| > However, criminalization may be a less worse way to mitigate the impacts of the problem. There's no data to support this claim, and copious evidence against it. > This feels like "no true Scotsman" at policy-scale: it's unscientific to point out the flaws in actual sausage making as the reason the Platonically ideal sausage turned out poorly in reality. Those political characteristics are inherent to the process! If one path to utopia requires pissing voters off, then it's more logical to engineer a different path to get there while placating voters, because the former in untenable in a democracy. It's not a "no true Scotsman" to point out that the measure that voters passed was never actually implemented. Some of the provisions weren't even due to kick in until later this year! Ironically, your statement is a great example of begging the question (in the correct usage of the term): by your logic, any world in which decriminalization is not already implemented is "proof" that it's a bad policy, because if it were, the Logical Politicians™ would implement it, as that would surely appease voters.
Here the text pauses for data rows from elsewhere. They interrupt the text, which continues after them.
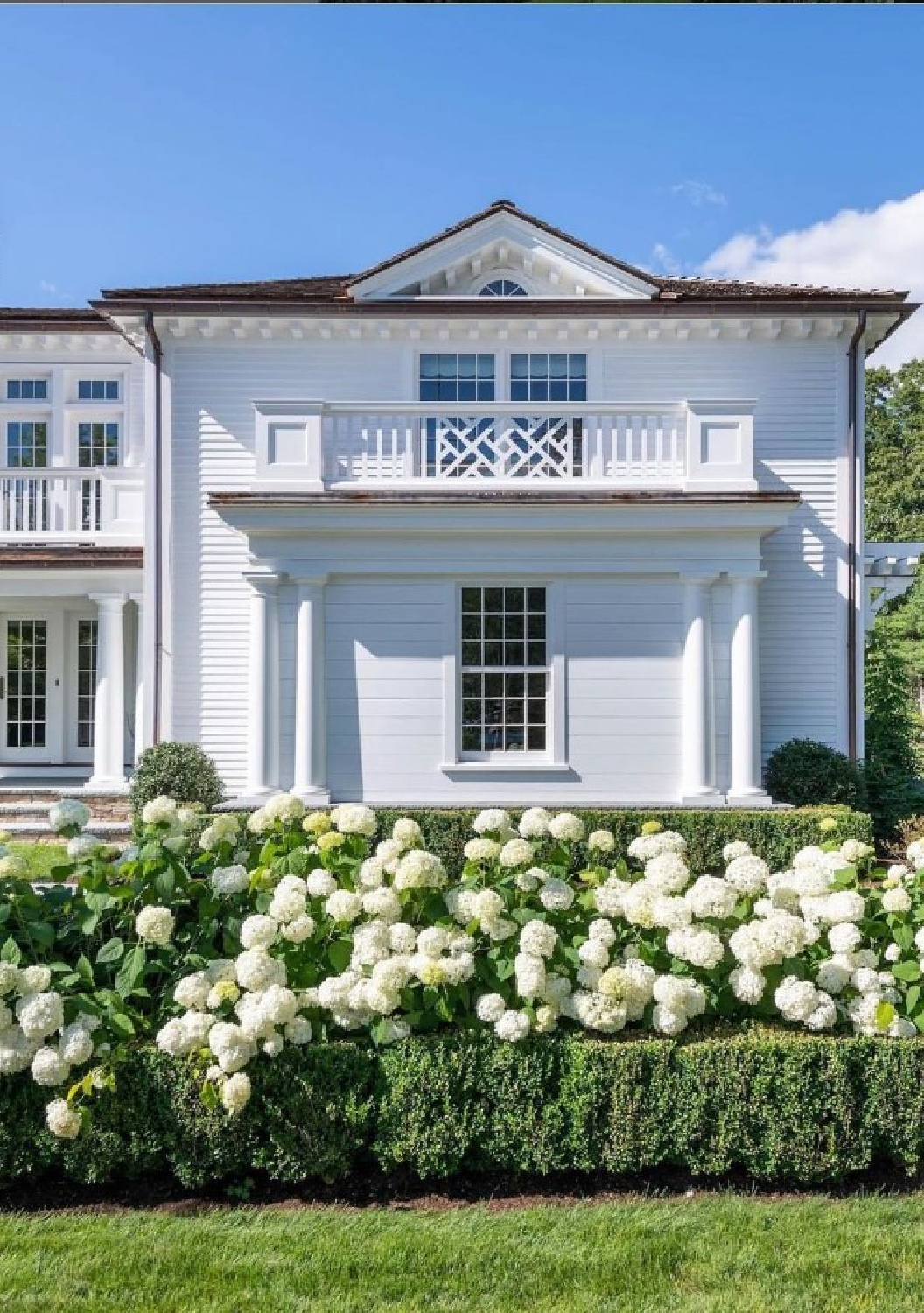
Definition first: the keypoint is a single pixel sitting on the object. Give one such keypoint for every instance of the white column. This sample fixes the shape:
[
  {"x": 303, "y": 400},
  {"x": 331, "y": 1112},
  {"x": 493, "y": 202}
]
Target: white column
[
  {"x": 139, "y": 674},
  {"x": 696, "y": 769},
  {"x": 262, "y": 677},
  {"x": 746, "y": 788},
  {"x": 310, "y": 763},
  {"x": 109, "y": 727}
]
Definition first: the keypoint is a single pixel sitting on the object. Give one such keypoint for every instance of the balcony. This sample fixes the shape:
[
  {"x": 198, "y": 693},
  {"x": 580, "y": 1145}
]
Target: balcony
[
  {"x": 339, "y": 446},
  {"x": 102, "y": 506}
]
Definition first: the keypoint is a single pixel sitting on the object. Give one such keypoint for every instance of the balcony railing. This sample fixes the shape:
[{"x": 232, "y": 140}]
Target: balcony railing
[
  {"x": 504, "y": 441},
  {"x": 65, "y": 504}
]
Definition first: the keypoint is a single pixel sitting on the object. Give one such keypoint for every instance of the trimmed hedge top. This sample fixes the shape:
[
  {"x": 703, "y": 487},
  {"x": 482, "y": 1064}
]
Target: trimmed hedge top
[{"x": 774, "y": 834}]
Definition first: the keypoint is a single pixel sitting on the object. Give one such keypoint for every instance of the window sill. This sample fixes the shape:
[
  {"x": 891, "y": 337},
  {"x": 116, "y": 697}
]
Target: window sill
[{"x": 503, "y": 767}]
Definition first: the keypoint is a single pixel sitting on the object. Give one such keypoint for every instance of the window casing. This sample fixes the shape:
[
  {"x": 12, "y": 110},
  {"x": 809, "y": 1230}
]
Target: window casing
[
  {"x": 26, "y": 389},
  {"x": 504, "y": 671},
  {"x": 97, "y": 389}
]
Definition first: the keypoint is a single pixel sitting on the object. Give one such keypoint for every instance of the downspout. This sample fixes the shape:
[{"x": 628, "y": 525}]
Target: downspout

In reality, what happened is simple: voters approved an initiative, elected officials didn't like what voters chose, so they just refused to implement it, then called it a "failure". |
If the voters passed a measure, that caused substantial negative perception before it was fully implemented, then who's to blame?
Maybe the voters should have been clearer on the implementation sequencing.
> In reality, what happened is simple: voters approved an initiative, elected officials didn't like what voters chose, so they just refused to implement it, then called it a "failure".
How does this not suffice as an excuse for any bad results from decriminalization? What constitutes a sufficiently perfect implementation to validate negative outcomes?